Custodian banks that are not clearing members can still take part in the CCP system to facilitate margining and securities settlement, ensuring foreign investors’ assets remain safeguarded.
The deadline for implementing the CCP mechanism is December 31, 2027. However, according to the rollout schedule published by the SSC on July 18, 2025, the CCP mechanism for the cash market is expected to be launched earlier, starting in Q1/2027.
Strengthening efforts to attract foreign investors
Decree 245 also adds provisions on documentation for identifying foreign professional investors, aligning with foreign-issued documents and making it easier for foreign investors to participate in private placements and securities issuances.
The period for securities to start trading after a stock exchange approves their listing has been cut to 30 days from 90.
These changes are expected to cut the time to list and trade securities by three to six months compared with current practice, better protecting investors’ interests by allowing earlier market access and increasing the appeal of initial public offerings (IPOs) to both domestic and foreign investors.
Protecting foreign shareholders’ trading rights
Decree 245 removes a provision of Decree 155 that allowed a public company’s shareholders’ meeting or charter to set a maximum foreign ownership ratio below legal or international limits. Public companies that had previously declared such a cap may either maintain it or gradually raise it toward the legal maximum.
Public companies must notify their maximum foreign ownership ratio within 12 months of Decree 245 taking effect.

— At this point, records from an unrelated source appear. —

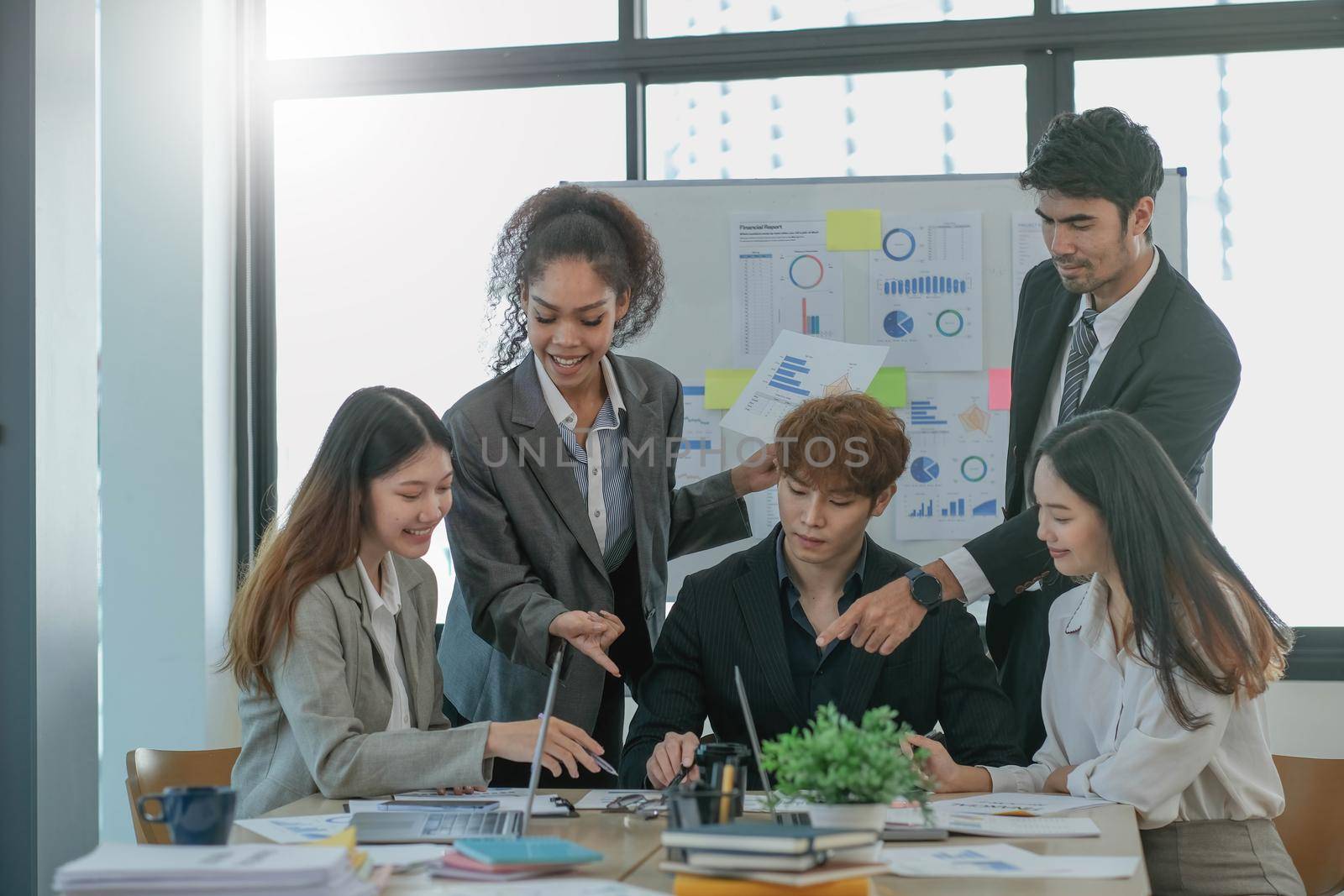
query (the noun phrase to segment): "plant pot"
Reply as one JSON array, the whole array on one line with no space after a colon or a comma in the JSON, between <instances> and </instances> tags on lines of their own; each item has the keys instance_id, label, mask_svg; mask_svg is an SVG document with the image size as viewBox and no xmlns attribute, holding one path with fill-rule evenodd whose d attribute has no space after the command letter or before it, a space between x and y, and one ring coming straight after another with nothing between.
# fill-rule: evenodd
<instances>
[{"instance_id":1,"label":"plant pot","mask_svg":"<svg viewBox=\"0 0 1344 896\"><path fill-rule=\"evenodd\" d=\"M808 817L813 827L845 827L871 830L878 842L836 852L836 858L876 861L882 853L882 829L887 823L887 803L808 803Z\"/></svg>"}]
</instances>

Currently, many have yet to complete the process, so the market does not fully reflect foreign ownership limits.
The amendments aim to better protect foreign shareholders’ rights to buy and sell shares in both the primary and secondary markets, comply with the maximum market access allowed under investment law, and reduce risks for foreign investors in company-specific situations.
Simplifying procedures for issuing trading codes to foreign investors
Under Decree 245, VSDC can now issue ESTC (electronic securities trading code) confirmations to custodian members, who notify foreign investors within one business day of receiving the declaration, without submitting paper documents for an official trading code as previously required.
Under the new rules, foreign investors can trade immediately after receiving the ESTC, in line with international practice.
Allowing foreign fund management firms to receive two trading codes
The amended decree permits these fund managers investing in Vietnam’s stock market to obtain one trading code for the company’s own transactions and another for managing client trades, similar to foreign securities firms investing in Vietnam.
This setup optimizes internal management and monitoring by separating different types of activities (proprietary trading and client trade management) and lays the groundwork for implementing an omnibus trading account (OTA) model in line with international practice.
Enhancing information transparency
Decree 245 introduces several provisions aligned with international practice, such as requiring publicly offered corporate bonds to have a credit rating, while allowing companies to use ratings from reputable international agencies like Moody’s, Standard & Poor’s, and Fitch Ratings.
It also expands the entities eligible to underwrite publicly offered corporate bonds, including not only credit institutions and foreign bank branches, but also foreign financial institutions and international financial organizations.
The decree adds provisions on the responsibility of public companies to pay dividends, revises certain corporate governance rules to limit conflicts of interest, and sets requirements for reporting and disclosure on the use of funds raised from offerings or issuances when the capital is not used for the intended project.
It also amends rules regarding investors’ rights when securities accounts are frozen or trading is prohibited.
These measures aim to enhance transparency in securities and stock market activities and better protect investors’ legal rights and interests.